With respect to the results of survival analysis, in patients with stage I, II, and III gastric cancer, the 5-year survival rate for those with high Dickkopf-1 expression was significantly lower than that of patients with low expression. However, for stage IV, expression did not correlate with the 5-year survival rate. Multivariate analysis suggested that the depth of invasion, lymph node and distant metastasis, TNM stage, and Dickkopf-1 up-regulation were independent prognostic indicators for gastric cancer. It is known that Dickkopf-1 expression correlates with a reduction in disease-free survival and is an independent predictor of poor prognosis in human esophageal squamous cell carcinoma [19]. In ovarian serous carcinoma, Wang and Zhang also showed that the level of Dickkopf-1 expression is associated with adverse outcomes. Dickkopf-1, P-JNK1, and the coexpression of Dickkopf-1 and P-JNK1 were all unfavorable prognosis factors for ovarian serous carcinoma patients. Dickkopf-1, alone or combined with P-JNK1, was an independent predictor for the 5-year survival [17]. Additionally, Dickkopf-1 secreted and stably expressed in cerebral fluids can also be applicable to detect presence of glioblastoma and to develop novel prognostic treatments [20].

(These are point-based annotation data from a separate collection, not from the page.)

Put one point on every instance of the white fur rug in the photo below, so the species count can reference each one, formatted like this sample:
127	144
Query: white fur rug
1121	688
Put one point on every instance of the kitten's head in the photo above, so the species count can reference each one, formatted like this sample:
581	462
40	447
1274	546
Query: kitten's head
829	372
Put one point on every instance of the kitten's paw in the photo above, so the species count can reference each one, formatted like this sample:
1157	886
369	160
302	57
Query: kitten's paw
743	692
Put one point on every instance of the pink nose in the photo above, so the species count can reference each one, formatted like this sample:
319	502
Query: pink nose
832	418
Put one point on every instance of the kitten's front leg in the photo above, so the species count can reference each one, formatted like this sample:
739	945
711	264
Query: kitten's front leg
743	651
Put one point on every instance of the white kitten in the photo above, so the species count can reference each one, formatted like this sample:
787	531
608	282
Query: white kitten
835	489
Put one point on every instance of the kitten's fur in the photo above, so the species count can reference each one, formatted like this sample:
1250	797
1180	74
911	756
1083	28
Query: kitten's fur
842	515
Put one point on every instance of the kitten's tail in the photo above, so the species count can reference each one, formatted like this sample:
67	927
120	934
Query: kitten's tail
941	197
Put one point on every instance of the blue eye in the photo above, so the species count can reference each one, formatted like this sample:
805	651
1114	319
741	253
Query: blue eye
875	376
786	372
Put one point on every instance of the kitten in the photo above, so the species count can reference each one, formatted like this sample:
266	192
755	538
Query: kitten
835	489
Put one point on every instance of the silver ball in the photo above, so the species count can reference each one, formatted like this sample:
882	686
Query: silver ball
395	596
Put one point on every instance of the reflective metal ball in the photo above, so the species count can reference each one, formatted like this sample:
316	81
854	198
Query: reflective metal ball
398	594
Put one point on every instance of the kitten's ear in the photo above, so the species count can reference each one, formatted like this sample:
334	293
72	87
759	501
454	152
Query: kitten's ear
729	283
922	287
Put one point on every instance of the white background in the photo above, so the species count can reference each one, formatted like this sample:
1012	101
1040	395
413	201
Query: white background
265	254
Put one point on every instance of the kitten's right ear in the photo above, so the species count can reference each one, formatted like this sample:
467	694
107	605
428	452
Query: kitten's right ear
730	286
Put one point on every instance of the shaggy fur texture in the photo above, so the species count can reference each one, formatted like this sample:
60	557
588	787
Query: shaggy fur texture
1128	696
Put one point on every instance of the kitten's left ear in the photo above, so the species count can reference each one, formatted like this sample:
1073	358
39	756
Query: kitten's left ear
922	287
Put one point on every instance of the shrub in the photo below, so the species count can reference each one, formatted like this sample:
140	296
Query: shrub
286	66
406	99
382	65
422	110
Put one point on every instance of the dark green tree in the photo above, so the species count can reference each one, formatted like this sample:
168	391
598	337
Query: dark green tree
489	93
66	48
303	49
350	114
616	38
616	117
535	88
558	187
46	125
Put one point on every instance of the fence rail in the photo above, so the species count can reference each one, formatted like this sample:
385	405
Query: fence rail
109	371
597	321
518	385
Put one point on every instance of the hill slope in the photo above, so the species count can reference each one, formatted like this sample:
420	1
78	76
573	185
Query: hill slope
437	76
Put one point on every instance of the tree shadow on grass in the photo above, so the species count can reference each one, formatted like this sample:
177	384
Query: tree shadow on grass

In conclusion, our data showed that a subset of patients with gastric cancer had overexpression of Dickkopf-1, which was associated with an aggressive clinical course and poor overall survival. Therefore, Dickkopf-1 may play a significant role in the progression of gastric cancer, which was consistent with most other cancers. In addition, such information may direct us toward novel therapeutic and prognostic possibilities for treating gastric cancer and improving patient outcomes. This is the first report to suggest a relationship between Dickkopf-1 and prognosis in patients with gastric cancer, and further prospective analysis would be worth doing.